Professor Paul Crutzen, Max-Planck-Institut für Chemie, Mainz, Deutschland (niederländischer Staatsangehöriger),

Professor Mario Molina, Department of Earth, Atmospheric and Planetary Sciences und Department of Chemistry, MIT, Cambridge, MA, USA und

Professor F. Sherwood Rowland, Department of Chemistry, University of California, Irvine, USA

wegen ihrer Arbeiten zur Chemie der Atmosphäre, insbesondere über Bildung und Abbau von Ozon zu verleihen.

Die Ozonschicht – die Achillesferse der Biosphäre

Die Erdatmosphäre enthält kleine Mengen von Ozon – ein Gas, dessen Moleküle aus drei Sauerstoffatomen (O3) bestehen. Würde man das gesamte Ozon der Erdatmosphäre in eine Schicht bei dem an der Erdoberfläche existierenden Normaldruck zusammenpressen, so würde diese Schicht nur drei Millimeter dick sein. Aber obwohl Ozon nur in solch niedrigen Mengen vorkommt, ist es für das Leben auf der Erde von grundlegender Bedeutung. Denn das Ozon vermag zusammen mit dem gewöhnlichen Sauerstoff (O2) den größten Teil der ultravioletten Strahlung der Sonne zu absorbieren und verhindert dadurch, daß diese gefährliche Strahlung die Erdoberfläche erreicht. Ohne diese schützende Ozonschicht in der Atmosphäre könnten weder Tiere noch Pflanzen existieren, jedenfalls nicht auf dem Land. Es ist daher von größter Bedeutung, die Prozesse genau zu verstehen, die den Ozongehalt der Atmosphäre regeln.

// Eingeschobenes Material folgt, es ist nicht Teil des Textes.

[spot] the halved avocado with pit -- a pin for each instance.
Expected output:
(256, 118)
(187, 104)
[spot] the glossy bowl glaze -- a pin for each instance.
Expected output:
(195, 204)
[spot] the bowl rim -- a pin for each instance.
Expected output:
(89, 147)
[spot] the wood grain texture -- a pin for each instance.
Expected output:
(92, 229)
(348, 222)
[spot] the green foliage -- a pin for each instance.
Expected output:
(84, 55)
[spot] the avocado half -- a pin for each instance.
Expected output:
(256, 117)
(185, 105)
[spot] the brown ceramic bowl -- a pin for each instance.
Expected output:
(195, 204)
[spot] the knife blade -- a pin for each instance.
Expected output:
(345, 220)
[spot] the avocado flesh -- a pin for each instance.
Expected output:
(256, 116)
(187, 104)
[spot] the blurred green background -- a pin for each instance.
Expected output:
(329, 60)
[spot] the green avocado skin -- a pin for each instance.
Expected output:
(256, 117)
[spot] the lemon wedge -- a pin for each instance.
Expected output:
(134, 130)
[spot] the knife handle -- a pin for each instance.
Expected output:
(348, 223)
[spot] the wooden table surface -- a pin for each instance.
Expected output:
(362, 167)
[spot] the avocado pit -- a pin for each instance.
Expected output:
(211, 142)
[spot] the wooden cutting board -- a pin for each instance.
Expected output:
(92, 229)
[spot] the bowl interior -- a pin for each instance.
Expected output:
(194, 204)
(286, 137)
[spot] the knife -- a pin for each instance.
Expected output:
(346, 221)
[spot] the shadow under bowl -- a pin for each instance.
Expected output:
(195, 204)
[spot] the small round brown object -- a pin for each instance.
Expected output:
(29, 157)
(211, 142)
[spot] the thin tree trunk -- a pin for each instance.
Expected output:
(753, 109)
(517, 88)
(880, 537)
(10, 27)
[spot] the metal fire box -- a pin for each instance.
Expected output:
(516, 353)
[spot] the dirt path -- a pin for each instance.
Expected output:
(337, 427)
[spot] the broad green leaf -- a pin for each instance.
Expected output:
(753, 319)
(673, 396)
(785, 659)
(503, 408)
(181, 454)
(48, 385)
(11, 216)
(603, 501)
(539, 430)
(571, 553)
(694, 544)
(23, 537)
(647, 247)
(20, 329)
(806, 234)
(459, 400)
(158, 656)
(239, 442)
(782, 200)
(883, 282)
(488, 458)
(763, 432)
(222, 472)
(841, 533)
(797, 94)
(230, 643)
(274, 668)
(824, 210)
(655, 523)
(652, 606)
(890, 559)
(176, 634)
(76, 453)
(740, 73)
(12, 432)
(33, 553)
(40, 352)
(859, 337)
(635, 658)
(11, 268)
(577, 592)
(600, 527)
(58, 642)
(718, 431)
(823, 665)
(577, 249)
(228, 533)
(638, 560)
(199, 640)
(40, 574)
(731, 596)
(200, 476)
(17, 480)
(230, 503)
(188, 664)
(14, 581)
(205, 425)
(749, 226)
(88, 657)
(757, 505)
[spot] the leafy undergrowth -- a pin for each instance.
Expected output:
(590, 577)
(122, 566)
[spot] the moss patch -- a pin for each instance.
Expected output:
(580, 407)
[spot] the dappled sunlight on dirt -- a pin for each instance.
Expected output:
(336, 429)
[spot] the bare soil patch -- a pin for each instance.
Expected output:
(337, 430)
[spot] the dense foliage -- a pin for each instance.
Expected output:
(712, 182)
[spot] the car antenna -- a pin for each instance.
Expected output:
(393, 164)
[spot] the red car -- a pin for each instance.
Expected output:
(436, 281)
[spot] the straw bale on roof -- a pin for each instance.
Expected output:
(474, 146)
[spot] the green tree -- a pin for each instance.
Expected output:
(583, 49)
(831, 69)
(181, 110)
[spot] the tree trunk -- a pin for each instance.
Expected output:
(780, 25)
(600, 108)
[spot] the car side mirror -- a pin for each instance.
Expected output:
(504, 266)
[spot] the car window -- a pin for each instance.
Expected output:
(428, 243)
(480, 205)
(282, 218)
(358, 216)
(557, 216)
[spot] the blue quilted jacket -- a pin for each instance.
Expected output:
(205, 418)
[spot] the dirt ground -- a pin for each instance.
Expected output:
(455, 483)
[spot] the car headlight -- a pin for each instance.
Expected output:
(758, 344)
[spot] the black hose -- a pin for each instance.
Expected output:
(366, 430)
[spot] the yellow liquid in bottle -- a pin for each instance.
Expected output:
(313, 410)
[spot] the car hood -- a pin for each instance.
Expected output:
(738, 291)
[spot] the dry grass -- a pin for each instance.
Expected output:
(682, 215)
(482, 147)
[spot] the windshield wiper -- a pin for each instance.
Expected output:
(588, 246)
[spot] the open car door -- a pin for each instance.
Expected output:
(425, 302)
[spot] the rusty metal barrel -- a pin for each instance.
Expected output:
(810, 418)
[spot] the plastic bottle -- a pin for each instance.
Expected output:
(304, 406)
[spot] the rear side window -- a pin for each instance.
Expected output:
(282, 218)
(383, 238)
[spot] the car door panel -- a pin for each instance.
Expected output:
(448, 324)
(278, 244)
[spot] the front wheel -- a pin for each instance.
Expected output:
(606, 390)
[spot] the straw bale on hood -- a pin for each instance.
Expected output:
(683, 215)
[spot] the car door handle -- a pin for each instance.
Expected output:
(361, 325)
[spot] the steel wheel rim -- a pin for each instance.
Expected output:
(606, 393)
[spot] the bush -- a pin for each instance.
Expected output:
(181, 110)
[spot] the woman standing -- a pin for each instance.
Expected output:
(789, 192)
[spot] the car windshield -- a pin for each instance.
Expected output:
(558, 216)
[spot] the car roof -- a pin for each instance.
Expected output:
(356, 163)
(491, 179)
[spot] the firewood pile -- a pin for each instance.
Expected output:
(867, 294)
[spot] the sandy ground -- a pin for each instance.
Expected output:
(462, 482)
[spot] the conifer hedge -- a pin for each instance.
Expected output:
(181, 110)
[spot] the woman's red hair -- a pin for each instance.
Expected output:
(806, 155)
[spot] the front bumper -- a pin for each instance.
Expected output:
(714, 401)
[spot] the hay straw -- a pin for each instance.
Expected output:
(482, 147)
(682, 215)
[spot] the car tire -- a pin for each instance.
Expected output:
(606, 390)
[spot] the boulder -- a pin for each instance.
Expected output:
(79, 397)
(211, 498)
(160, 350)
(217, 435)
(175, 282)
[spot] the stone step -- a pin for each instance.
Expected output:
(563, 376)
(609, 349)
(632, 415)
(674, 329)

Paul Crutzen, Mario Molina und Sherwood Rowland haben es durch ihre bahnbrechenden Leistungen ermöglicht, daß man heute die chemischen Prozesse der Bildung und des Abbaus von Ozon erklären kann. Ihr allerwichtigster Beitrag besteht darin, daß sie nachgewiesen haben, wie empfindlich die Ozonschicht auf die Emission gewisser durch die Menschheit verursachter Luftverunreinigungen reagiert. Es hat sich gezeigt, daß die dünne Ozonschicht eine Achillesferse der Menschheit darstellt, die durch scheinbar maßvolle Veränderungen der Zusammensetzung der Atmosphäre ernsthaft geschädigt werden kann. Durch ihre Klarlegung der chemischen Mechanismen, die die Konzentration des atmosphärischen Ozon bestimmen, wie durch ihre warnende Vorhersage vor den Folgen einer ungehemmten Emission ozonzerstörender Gase haben die drei Wissenschaftler dazu beigetragen, uns alle vor einem globalen Umweltproblem zu bewahren, das katastrophale Konsequenzen bekommen könnte.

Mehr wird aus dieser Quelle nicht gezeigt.